World impact is not how Nobels are won. If that was the case Elon Musk, Jeff Bezos, Zuckerberg and others would all have multiple ones.

I honestly do not see this paper as being in the same magnitude of brilliance as a typical Nobel would be. Not to mention that it barely counts as science (actually it probably does not). Don't get me wrong. It is a huge achievement for both the machine learning research field and for humanity as a whole, but putting along the achievements of Nobel physicists and such feels wrong.

dvngnt_ · on Oct 7, 2023

objectively speaking what makes them so much better?

Alifatisk · on Oct 7, 2023

Here’s the thing, if google didn’t publish this paper, it would probably just collect dust somewhere at Google.

OpenAi (ClosedAi) saw the potential and demonstrated its impressive and unbelievable capabilities!

If Google never shared the transformer model with the world, we would probably not have what we have today.

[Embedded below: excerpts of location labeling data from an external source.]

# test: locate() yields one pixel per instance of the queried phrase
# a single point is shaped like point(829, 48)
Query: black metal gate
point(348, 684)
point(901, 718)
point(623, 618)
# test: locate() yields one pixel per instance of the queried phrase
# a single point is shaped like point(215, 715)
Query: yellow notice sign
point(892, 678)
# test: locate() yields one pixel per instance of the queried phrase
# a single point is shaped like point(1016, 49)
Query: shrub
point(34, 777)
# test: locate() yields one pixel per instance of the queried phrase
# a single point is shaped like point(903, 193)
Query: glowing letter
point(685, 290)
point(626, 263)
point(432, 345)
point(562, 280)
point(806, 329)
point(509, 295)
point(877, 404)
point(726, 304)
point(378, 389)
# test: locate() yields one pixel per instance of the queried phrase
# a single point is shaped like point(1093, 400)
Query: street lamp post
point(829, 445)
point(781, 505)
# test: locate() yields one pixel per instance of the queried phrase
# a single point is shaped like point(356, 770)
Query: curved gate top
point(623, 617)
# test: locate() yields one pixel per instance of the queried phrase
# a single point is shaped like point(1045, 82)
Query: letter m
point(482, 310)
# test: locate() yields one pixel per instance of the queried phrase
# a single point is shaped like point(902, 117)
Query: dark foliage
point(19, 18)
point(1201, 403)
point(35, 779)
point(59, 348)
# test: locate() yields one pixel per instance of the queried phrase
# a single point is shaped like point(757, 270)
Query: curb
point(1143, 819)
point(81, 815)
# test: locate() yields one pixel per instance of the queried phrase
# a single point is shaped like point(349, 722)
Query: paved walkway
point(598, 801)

hn_throwaway_99 · on Oct 7, 2023

Very much disagree. Google clearly saw the potential of this as well, and did a ton of work and created a lot of leading models based on this.

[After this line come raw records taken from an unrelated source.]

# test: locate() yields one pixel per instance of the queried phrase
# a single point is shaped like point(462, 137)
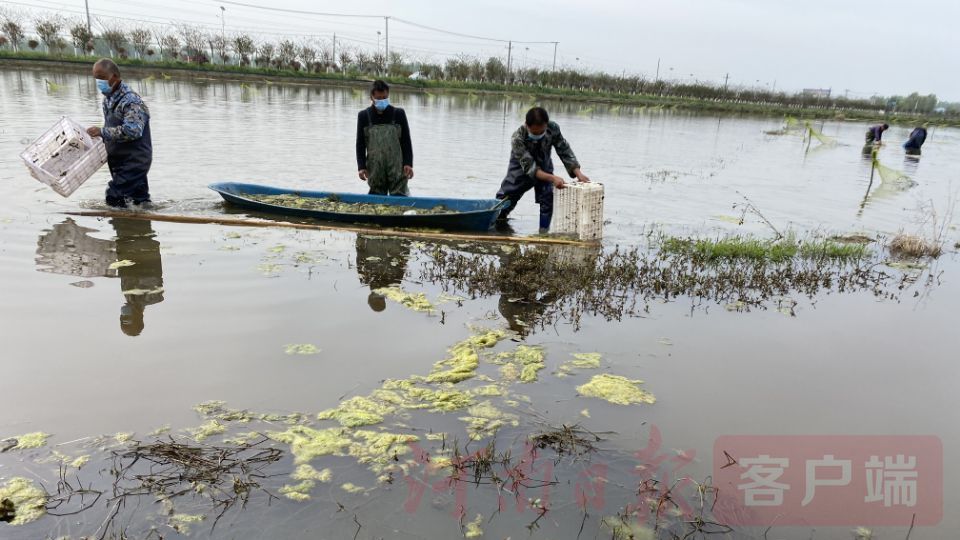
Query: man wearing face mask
point(384, 150)
point(126, 135)
point(531, 165)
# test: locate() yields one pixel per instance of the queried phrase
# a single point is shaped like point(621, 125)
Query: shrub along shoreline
point(10, 59)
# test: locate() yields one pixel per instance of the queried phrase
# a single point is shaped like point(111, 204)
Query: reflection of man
point(521, 303)
point(381, 262)
point(142, 281)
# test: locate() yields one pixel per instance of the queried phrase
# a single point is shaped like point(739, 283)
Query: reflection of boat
point(68, 249)
point(133, 256)
point(463, 214)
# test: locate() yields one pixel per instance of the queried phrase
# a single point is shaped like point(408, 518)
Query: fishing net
point(790, 124)
point(814, 133)
point(889, 175)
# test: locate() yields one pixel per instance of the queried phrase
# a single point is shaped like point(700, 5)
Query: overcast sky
point(866, 47)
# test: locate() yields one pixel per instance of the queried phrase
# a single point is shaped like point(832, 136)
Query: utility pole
point(386, 54)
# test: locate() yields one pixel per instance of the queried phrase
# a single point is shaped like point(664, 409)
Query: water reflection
point(133, 256)
point(142, 282)
point(381, 262)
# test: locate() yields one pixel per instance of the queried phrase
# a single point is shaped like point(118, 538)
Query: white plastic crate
point(578, 211)
point(65, 156)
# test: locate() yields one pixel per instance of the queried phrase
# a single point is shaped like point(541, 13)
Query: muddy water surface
point(94, 348)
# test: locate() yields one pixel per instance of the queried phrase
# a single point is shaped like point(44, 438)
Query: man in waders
point(126, 134)
point(531, 165)
point(384, 150)
point(875, 133)
point(917, 137)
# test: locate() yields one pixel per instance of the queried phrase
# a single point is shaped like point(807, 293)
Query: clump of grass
point(734, 247)
point(908, 245)
point(776, 251)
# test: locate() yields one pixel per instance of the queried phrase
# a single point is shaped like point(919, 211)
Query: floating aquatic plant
point(25, 502)
point(616, 389)
point(301, 348)
point(30, 441)
point(121, 264)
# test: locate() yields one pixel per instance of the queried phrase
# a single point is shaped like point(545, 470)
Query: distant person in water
point(917, 137)
point(531, 165)
point(384, 150)
point(126, 134)
point(875, 133)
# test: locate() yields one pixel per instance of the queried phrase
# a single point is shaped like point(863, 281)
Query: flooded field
point(207, 381)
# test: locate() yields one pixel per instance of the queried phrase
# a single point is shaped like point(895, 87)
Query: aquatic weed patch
point(774, 251)
point(542, 285)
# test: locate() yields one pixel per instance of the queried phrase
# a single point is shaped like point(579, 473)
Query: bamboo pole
point(235, 222)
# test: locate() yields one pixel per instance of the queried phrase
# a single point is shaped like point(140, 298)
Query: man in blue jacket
point(126, 134)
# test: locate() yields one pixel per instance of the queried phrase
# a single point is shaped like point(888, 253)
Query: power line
point(449, 32)
point(301, 12)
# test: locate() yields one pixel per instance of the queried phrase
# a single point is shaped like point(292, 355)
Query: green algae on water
point(580, 361)
point(301, 349)
point(524, 363)
point(29, 501)
point(181, 522)
point(464, 358)
point(357, 411)
point(616, 389)
point(121, 264)
point(29, 441)
point(306, 471)
point(473, 529)
point(207, 430)
point(308, 443)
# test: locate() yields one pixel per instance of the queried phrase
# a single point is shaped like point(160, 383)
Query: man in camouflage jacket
point(126, 134)
point(531, 165)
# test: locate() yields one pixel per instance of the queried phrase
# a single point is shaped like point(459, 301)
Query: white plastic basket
point(65, 156)
point(578, 211)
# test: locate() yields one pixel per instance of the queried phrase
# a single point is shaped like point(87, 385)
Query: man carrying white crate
point(126, 135)
point(531, 165)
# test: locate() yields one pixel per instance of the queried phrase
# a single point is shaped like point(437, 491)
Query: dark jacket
point(390, 115)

The big difference between Google and OpenAI is that Google "had a ton more to lose" so to speak and went forward much more cautiously. See all the hullaballoo they had to deal with e.g. with their "Ethical AI" group and the Timnit Gebru fiasco, as well as cases like where that dim bulb Google employee claimed that LaMDA was sentient. OpenAI, on the other hand, was "full speed ahead" from the get-go.

As a result, many of the top AI researchers left Google. After all, wouldn't you rather work at a place where you could see your work productized as fast as you could build it, rather than at a place where other sizable teams in your company were actively working in an adversarial role to put up roadblocks and vetoes wherever they could?

moralestapia · on Oct 7, 2023

Very sensible comment, agree with it.

I still think that the big cos. (Google, MS, Oracle, ...) will win the AI race in the medium/long term as they have a huge momentum behind them, so they didn't really "miss" anything.

ChatGPT is much better than Google Search, though!

KptMarchewa · on Oct 8, 2023

OpenAI is basically front for Microsoft now.

dzign · on Oct 7, 2023

https://www.washingtonpost.com/technology/2023/05/04/google-...

abhishekjha · on Oct 7, 2023

Not sure if sarcasm or not.

dzign · on Oct 7, 2023

https://www.washingtonpost.com/technology/2023/05/04/google-...

nothrowaways · on Oct 7, 2023

Why do you think it's sarcasm?

artninja1988 · on Oct 7, 2023

Love Yannic

behnamoh · on Oct 8, 2023

Actually, all you need is all you need—anything that claims otherwise is just wrong. In other words, you need all the things that you need.